Durante los periodos de prueba, el pueblo se mantenía fiel y firme ante Dios. Pero por otro lado, se confiaba e ignoraba lo que acontecía a su alrededor. No sabían que Dios estaba protegiéndolos de la maldición que Balac quería enviar sobre ellos. Balaam había dicho: «Este pueblo, como león se levanta, como león se yergue. No se echará hasta que devore la presa y beba la sangre de los muertos» (Números 23: 24).
Como dice el versículo de hoy, el pueblo de Israel comenzó a prostituirse con las hijas de Moab, las cuales, invitaban a los sacrificios que ofrecían de sus dioses. Eso encendió la ira de Dios y provocó que retirara su bendición. Dijo entonces a Moisés: «Toma a todos los príncipes del pueblo y ahórcalos ante Jehová a plena luz del día, para que el ardor de la ira de Jehová se aparte de Israel» (Números 25: 4). Moisés les dijo a los jueces que eliminaran a aquellos de su familia que se habían juntado con Baal. Fue así como murieron 24 000 israelitas por haber ido en pos del pecado de Moab.

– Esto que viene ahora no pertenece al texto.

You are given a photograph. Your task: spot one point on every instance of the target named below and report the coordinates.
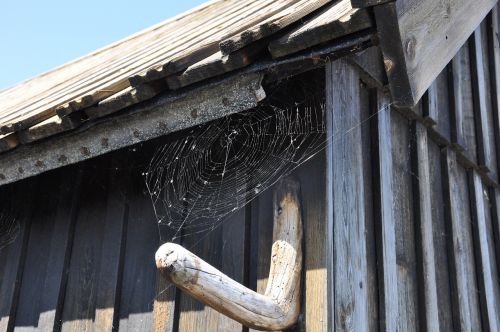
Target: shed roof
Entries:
(209, 31)
(73, 111)
(215, 38)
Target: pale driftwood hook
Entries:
(279, 307)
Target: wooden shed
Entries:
(385, 113)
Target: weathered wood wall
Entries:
(401, 213)
(428, 206)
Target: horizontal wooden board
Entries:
(427, 40)
(335, 20)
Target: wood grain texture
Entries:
(335, 20)
(493, 32)
(436, 106)
(404, 218)
(317, 307)
(48, 252)
(350, 266)
(462, 127)
(147, 122)
(288, 15)
(463, 281)
(217, 64)
(279, 306)
(424, 232)
(428, 40)
(384, 215)
(8, 142)
(441, 237)
(489, 306)
(482, 103)
(139, 288)
(163, 49)
(16, 202)
(371, 67)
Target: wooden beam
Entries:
(273, 24)
(333, 21)
(153, 119)
(279, 307)
(385, 223)
(419, 38)
(489, 310)
(460, 250)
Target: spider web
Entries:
(217, 168)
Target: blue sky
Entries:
(38, 35)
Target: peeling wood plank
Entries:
(334, 21)
(217, 64)
(157, 118)
(482, 104)
(50, 127)
(271, 25)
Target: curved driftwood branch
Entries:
(279, 307)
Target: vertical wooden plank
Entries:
(495, 225)
(139, 278)
(437, 106)
(482, 103)
(165, 311)
(493, 33)
(371, 246)
(18, 200)
(233, 255)
(441, 238)
(351, 296)
(424, 233)
(489, 311)
(262, 233)
(194, 315)
(114, 230)
(460, 251)
(488, 213)
(223, 248)
(60, 250)
(82, 286)
(462, 128)
(48, 248)
(405, 226)
(385, 230)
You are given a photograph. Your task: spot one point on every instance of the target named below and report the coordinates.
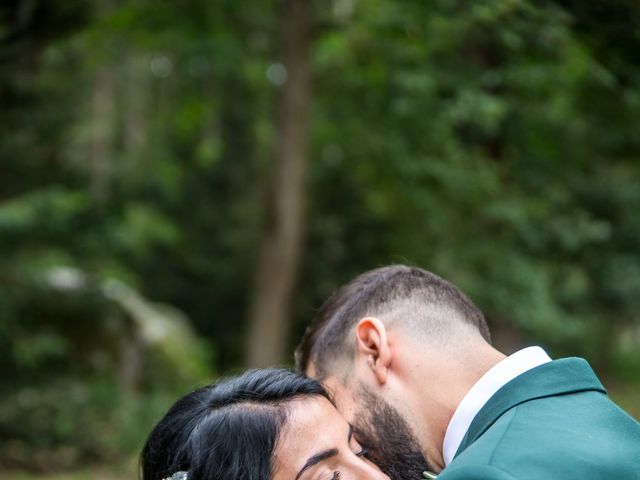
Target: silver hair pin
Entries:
(177, 476)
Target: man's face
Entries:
(380, 427)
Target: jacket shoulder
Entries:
(479, 472)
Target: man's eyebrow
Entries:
(319, 457)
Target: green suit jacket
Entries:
(552, 422)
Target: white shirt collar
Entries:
(498, 376)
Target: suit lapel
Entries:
(568, 375)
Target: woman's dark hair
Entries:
(227, 430)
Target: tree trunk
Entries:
(280, 249)
(100, 143)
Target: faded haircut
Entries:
(407, 296)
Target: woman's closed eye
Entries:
(363, 452)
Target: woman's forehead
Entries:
(313, 425)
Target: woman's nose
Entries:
(368, 470)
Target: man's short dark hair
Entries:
(420, 294)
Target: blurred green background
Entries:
(183, 183)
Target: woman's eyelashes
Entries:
(363, 452)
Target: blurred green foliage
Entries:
(493, 142)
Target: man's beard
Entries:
(389, 439)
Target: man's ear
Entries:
(373, 346)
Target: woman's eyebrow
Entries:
(319, 457)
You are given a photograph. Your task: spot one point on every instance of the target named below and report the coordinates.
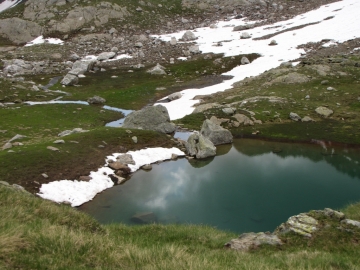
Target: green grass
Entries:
(28, 162)
(38, 234)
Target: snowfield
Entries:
(78, 192)
(337, 21)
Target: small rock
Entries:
(147, 167)
(244, 60)
(294, 117)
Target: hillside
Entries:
(272, 70)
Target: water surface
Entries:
(250, 186)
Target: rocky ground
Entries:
(130, 31)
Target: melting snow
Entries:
(78, 192)
(41, 40)
(317, 25)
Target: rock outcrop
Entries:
(19, 31)
(150, 118)
(200, 147)
(215, 133)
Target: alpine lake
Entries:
(251, 185)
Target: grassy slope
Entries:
(38, 234)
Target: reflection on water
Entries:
(252, 186)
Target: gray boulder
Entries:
(199, 146)
(323, 111)
(174, 96)
(105, 56)
(215, 133)
(150, 118)
(84, 65)
(247, 241)
(19, 31)
(294, 116)
(70, 79)
(157, 70)
(188, 36)
(96, 100)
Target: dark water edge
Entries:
(251, 185)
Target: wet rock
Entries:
(301, 224)
(243, 120)
(119, 166)
(323, 111)
(334, 214)
(157, 70)
(294, 116)
(106, 56)
(351, 222)
(96, 100)
(248, 241)
(117, 179)
(174, 96)
(199, 146)
(150, 118)
(70, 79)
(144, 218)
(215, 133)
(125, 159)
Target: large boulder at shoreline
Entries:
(199, 146)
(215, 133)
(150, 118)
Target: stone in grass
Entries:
(323, 111)
(294, 116)
(96, 100)
(247, 241)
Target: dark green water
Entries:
(247, 187)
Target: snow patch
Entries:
(78, 192)
(41, 40)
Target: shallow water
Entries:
(247, 187)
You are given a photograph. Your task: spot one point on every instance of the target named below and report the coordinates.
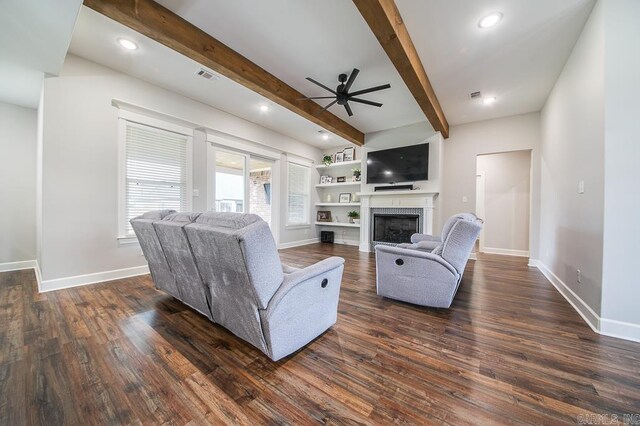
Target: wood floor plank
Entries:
(509, 350)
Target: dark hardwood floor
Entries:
(510, 350)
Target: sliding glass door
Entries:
(242, 183)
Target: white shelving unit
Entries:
(337, 204)
(342, 224)
(328, 185)
(336, 165)
(339, 210)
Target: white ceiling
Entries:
(34, 37)
(295, 39)
(518, 60)
(95, 38)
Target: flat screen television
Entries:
(405, 164)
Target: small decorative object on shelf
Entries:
(349, 154)
(324, 216)
(345, 197)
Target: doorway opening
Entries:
(503, 201)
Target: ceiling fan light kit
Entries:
(342, 96)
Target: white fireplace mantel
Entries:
(397, 199)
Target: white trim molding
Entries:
(17, 266)
(98, 277)
(505, 252)
(604, 326)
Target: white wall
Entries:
(467, 141)
(18, 127)
(571, 224)
(79, 165)
(621, 289)
(507, 190)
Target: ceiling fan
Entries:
(342, 96)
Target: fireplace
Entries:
(392, 226)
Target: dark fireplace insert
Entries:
(394, 228)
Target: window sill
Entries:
(298, 226)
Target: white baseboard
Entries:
(79, 280)
(16, 266)
(299, 243)
(585, 311)
(505, 252)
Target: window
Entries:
(154, 172)
(298, 197)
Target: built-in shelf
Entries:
(391, 193)
(342, 164)
(342, 224)
(327, 185)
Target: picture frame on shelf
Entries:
(323, 216)
(349, 154)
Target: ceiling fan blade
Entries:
(371, 89)
(329, 105)
(364, 101)
(348, 108)
(321, 85)
(317, 97)
(352, 78)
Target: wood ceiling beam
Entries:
(160, 24)
(385, 21)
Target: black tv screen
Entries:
(406, 164)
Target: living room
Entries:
(527, 120)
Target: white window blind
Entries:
(155, 171)
(298, 197)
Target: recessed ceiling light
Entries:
(490, 20)
(127, 44)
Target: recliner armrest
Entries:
(293, 279)
(397, 251)
(416, 238)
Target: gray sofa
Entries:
(226, 266)
(428, 271)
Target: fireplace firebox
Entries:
(394, 228)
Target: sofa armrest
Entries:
(397, 251)
(416, 238)
(293, 279)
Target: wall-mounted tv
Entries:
(406, 164)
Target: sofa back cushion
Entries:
(237, 258)
(459, 242)
(172, 237)
(153, 252)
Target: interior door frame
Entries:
(480, 208)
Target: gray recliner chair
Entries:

La maldición de Balac nunca cayó sobre Israel porque hasta entonces se mantenían fieles, y los moabitas estaban convencidos de que mientras Israel permaneciera fiel a Dios, él sería su escudo. Pero más tarde descuidaron su comunión con Dios y Satanás aprovechó para tentarlos al mal. Con la maldición de Balac, Satanás no pudo vencerlos pero al seducirlos a la idolatría, logró hacerlos caer.
El único procedimiento certero consiste en elevar diariamente, con corazón sincero, la oración de David: «Afirma mis pasos en tus caminos, para que mis pies no resbalen» (Salmos 17: 5).